PCI-Express is here!
Today nV News reviews Gigabyte's 6600 PCI-Express video card. This is our first
Gigabyte product to review and we are eager to see just what they provide in
this new format. I have personally owned several Gigabyte motherboards and found
all to be high quality, trouble-free units but this is the first Gigabyte video
card that I have laid my hands on. So to begin, let's take a look at the card.
The Card
The card follows NVIDIA's reference design with little, or no, exceptions.
It's small at approximately 7¼ x 4½ inches with a 3 x 3 inch copper heatsink and
fan (HSF) providing air flow for cooling the graphics processing unit (GPU).
Notice that the card does not require a power connector as sufficient power is
supplied through the motherboard's PCI-Express connection.
Looking closer at the GeForce 6600's specifications, we find the supported PCI-Express
16x interface and 128MB of Hynix DDR SDRAM, which are allocated in 8 chips on the front side of the circuit board. This RAM is rates at 3.6ns, which translates to a clock speed of 275MHz (550MHz effective). The GeForce 6600 GPU is based on the
NV43 core and runs at a core frequency of 300MHz, which is 200MHz less than the GeForce 6600 GT. Additional specifications include a 128-bit memory bus, 8 pixel pipelines, and 3 vertex processing units.

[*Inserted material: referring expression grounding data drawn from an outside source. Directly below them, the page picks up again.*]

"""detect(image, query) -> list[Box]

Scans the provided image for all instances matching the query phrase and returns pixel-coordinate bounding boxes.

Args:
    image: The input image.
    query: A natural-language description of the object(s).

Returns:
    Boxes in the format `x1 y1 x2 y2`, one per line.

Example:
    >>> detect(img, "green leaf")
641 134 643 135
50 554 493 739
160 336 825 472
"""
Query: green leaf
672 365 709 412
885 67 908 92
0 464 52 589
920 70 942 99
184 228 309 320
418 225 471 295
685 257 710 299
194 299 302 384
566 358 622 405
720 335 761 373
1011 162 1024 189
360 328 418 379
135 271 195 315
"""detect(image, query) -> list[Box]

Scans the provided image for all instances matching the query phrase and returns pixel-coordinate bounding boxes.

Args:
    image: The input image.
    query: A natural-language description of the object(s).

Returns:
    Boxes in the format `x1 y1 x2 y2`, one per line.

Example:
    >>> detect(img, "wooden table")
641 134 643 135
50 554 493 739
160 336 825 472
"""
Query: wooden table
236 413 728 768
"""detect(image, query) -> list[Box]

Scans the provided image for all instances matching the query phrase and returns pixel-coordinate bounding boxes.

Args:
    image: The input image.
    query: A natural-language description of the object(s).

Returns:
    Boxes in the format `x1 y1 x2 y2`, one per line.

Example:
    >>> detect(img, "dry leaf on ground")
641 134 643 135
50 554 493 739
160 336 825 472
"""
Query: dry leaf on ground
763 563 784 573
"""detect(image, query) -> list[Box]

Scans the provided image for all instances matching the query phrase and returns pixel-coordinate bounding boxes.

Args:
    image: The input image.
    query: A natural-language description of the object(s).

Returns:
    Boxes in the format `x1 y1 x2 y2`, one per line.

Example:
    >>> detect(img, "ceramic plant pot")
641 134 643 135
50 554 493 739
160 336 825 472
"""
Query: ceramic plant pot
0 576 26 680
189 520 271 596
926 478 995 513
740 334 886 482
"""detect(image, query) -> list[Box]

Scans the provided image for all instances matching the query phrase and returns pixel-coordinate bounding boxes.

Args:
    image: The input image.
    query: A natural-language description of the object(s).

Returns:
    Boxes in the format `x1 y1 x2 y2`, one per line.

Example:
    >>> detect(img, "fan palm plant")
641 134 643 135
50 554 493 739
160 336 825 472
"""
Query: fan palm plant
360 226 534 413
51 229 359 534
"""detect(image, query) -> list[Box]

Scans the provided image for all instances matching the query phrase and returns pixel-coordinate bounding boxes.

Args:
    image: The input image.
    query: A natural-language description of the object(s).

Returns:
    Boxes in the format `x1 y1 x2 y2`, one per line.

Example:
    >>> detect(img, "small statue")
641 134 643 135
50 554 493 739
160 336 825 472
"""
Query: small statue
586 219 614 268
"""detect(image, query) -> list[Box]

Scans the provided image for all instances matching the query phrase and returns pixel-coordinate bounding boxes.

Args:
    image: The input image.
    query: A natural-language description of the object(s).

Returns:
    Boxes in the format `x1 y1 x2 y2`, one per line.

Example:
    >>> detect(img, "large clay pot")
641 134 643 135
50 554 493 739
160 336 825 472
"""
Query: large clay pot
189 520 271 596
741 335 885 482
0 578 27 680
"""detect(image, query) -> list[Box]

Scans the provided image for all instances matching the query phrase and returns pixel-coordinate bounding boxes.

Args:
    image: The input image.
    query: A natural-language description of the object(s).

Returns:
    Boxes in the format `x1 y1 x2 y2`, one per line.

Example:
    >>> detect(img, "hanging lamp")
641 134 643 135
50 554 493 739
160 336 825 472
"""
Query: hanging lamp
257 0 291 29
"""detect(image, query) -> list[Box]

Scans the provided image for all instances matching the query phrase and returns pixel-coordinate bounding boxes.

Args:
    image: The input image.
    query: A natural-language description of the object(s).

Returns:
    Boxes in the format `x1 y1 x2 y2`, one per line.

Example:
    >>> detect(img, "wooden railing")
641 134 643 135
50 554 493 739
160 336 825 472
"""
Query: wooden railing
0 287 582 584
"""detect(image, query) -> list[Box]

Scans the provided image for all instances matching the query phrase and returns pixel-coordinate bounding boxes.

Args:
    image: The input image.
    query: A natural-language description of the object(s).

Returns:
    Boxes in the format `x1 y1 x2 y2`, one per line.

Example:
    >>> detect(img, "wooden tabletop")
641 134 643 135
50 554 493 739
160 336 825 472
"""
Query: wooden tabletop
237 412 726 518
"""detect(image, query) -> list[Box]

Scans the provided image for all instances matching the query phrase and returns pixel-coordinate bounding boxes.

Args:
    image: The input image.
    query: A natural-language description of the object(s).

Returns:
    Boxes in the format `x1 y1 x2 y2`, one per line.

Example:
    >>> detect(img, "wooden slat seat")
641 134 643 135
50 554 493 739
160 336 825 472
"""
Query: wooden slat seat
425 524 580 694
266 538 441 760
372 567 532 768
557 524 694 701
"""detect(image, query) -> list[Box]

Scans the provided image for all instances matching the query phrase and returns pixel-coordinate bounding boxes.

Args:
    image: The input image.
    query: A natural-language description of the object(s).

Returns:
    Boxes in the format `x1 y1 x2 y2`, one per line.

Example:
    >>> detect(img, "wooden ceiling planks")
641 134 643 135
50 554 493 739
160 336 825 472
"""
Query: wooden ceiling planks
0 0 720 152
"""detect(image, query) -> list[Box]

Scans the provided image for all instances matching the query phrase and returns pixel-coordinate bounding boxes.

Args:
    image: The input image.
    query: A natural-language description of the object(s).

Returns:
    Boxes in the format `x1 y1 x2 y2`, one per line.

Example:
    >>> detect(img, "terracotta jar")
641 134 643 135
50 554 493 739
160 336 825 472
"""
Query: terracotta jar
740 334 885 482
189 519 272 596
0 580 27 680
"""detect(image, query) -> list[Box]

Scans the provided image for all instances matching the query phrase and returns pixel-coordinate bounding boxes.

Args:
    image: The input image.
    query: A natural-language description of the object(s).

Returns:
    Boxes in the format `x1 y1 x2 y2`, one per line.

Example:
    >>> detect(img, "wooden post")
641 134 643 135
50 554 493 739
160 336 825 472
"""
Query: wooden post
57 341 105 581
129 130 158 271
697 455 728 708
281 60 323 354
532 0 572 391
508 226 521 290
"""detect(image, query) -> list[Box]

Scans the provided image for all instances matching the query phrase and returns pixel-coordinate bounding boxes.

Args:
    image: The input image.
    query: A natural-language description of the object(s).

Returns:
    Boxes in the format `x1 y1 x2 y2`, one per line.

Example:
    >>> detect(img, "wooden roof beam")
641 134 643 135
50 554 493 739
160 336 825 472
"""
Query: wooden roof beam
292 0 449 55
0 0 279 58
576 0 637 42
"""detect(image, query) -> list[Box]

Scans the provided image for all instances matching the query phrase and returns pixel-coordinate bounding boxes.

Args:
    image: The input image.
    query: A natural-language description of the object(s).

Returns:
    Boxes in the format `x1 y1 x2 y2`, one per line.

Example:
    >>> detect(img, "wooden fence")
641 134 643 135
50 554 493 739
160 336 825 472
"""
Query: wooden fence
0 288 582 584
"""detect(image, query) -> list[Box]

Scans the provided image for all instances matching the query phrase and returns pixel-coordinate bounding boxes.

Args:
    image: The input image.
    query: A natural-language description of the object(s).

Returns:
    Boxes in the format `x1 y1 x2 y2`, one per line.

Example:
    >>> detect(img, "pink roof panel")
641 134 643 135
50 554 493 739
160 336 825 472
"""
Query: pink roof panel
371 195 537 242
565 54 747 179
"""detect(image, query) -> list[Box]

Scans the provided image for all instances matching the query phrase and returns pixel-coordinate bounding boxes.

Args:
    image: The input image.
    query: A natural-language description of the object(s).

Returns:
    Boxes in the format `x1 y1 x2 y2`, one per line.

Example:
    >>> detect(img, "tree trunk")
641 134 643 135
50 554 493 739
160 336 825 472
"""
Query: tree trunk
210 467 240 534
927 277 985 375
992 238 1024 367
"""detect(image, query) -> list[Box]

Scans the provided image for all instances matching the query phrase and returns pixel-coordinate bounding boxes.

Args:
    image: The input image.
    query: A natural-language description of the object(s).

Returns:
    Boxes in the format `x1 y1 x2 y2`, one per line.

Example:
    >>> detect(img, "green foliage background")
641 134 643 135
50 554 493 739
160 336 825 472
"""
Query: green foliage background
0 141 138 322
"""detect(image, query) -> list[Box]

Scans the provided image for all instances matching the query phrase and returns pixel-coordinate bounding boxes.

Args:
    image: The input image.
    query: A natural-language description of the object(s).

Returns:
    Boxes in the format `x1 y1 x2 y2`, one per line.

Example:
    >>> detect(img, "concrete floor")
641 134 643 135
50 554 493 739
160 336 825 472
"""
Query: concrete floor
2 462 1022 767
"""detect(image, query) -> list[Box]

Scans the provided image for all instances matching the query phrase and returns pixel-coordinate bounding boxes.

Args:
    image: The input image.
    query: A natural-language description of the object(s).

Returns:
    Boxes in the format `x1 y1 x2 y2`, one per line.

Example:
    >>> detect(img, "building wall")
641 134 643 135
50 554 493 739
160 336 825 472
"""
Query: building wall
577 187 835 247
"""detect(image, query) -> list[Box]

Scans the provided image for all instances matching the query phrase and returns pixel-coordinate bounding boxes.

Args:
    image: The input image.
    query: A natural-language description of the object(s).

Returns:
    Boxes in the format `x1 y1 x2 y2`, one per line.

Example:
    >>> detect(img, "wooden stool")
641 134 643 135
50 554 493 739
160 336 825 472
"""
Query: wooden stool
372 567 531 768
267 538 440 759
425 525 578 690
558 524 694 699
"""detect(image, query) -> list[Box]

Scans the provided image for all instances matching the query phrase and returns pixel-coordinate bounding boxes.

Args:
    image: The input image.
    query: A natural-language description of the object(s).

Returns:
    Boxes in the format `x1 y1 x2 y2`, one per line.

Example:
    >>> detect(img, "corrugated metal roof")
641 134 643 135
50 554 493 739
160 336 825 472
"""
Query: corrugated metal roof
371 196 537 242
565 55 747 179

GIGABYTE GeForce 6600 GV-NX66128DP
Looking at the picture above, you can see the copper HSF and the GDDR1 ram. Also
evident is the small footprint of the card which makes me think about ease of
application in a small form factor (SFF) case.
Back View
From the back you can see the sparse, but neatly configured circuitry layout
and the pins securing the HSF. With the cooling performance I experienced during
the review and gameplay sessions, I don't see a need to replace the stock HSF
unless a passive cooling heatsink is desired. Noise level of the fan was
acceptable and could not be heard over the stock Pentium 4 CPU fan.